-
من ز جان سیر آمدم اندر فراق ** زنده بودن در فراق آمد نفاق
- Ayrılık yüzünden canıma doydum. Ayrılıkta yaşamak, münafıklıktır.
-
چند درد فرقتش بکشد مرا ** سر ببر تا عشق سر بخشد مرا
- Ayrılığın derdi, niceye bir beni öldürecek? Kes başımı da aşk, bana bir baş bağışlasın.
-
دین من از عشق زنده بودنست ** زندگی زین جان و سر ننگ منست
- Dinim, aşkla yaşamaktır. Bu canla, bu başla diri kalmak, bunlarla yaşamak benim için ayıptır, ardır.
-
تیغ هست از جان عاشق گردروب ** زانک سیف افتاد محاء الذنوب 4060
- Kılıç aşıkın canından tozu, toprağı siler süpürür. Çünkü kılıç, suçları kökünden mahveder.
-
چون غبار تن بشد ماهم بتافت ** ماه جان من هوای صاف یافت
- Ey güzel ömürlerdir “Hayatım ölümümdedir” diye aşkının davulunu dövüp durmaktayım.
-
عمرها بر طبل عشقت ای صنم ** ان فی متی حیاتی میزنم
- Beden tozu kalktı mı ayım parlar.

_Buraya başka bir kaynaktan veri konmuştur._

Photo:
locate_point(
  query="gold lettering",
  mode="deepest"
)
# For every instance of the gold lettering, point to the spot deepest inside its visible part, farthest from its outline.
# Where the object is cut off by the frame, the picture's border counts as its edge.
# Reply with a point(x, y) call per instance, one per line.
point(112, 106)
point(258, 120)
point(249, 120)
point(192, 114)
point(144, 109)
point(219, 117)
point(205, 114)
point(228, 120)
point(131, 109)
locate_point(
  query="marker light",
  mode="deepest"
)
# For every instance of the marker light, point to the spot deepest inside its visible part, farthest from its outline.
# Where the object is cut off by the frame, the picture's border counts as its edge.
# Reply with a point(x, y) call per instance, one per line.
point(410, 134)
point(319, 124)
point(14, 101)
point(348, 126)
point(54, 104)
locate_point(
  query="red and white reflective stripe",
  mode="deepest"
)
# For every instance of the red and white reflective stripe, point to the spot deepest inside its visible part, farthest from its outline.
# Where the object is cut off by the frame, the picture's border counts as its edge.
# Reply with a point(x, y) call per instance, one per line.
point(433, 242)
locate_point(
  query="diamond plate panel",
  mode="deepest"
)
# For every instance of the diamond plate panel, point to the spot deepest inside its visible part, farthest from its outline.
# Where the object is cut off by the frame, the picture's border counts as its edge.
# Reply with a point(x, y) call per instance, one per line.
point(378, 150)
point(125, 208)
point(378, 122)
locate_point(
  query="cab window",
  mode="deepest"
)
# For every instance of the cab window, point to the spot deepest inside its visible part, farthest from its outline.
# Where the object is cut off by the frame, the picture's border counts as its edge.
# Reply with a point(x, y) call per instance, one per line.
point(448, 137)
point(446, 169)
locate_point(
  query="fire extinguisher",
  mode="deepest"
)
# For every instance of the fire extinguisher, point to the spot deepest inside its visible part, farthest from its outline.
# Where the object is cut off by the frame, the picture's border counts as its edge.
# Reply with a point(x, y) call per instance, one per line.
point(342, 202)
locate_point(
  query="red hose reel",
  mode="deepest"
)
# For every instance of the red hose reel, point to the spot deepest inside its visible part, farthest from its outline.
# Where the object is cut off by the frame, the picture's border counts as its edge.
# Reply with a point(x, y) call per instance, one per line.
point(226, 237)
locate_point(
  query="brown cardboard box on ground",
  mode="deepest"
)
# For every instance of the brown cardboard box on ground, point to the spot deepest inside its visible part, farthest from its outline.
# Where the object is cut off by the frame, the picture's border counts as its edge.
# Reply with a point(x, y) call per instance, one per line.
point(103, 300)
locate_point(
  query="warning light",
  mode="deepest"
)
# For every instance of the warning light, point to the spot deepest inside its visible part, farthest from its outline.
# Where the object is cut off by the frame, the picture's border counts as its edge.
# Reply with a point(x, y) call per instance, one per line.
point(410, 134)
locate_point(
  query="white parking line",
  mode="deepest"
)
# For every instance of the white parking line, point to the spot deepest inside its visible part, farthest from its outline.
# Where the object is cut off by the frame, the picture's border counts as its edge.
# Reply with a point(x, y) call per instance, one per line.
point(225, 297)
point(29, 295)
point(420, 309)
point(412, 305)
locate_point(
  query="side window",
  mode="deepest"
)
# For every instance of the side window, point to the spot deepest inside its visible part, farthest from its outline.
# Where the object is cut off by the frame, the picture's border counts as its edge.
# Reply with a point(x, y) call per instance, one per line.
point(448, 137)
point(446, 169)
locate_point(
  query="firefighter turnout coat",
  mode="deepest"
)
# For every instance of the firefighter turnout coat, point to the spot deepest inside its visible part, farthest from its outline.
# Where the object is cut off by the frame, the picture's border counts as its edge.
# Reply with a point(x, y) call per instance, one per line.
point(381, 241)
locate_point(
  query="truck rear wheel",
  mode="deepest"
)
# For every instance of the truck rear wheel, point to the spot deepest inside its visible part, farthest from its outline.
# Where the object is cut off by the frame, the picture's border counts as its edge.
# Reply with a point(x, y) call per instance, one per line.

Can ayım, saf bir hava bulur.
-
دعوی مرغابی کردست جان ** کی ز طوفان بلا دارد فغان
- Can, su kuşu olduğunu dava etmede. Artık bela tufanından feryat eder mi hiç?
-
بط را ز اشکستن کشتی چه غم ** کشتیاش بر آب بس باشد قدم
- Gemi parçalanmış, kaza ne gam? Onun gemisi, suya ayak basıvermektir.
-
زنده زین دعوی بود جان و تنم ** من ازین دعوی چگونه تن زنم 4065
- Canım ve bedenim, bu dava ile dirildi. Artık ben bu davadan nasıl vazgeçer, nasıl sukut edebilirim?
-
خواب میبینم ولی در خواب نه ** مدعی هستم ولی کذاب نه
- Rüya görürüm ama uykuda değil. Dava edip duruyorum ama yalancı değilim.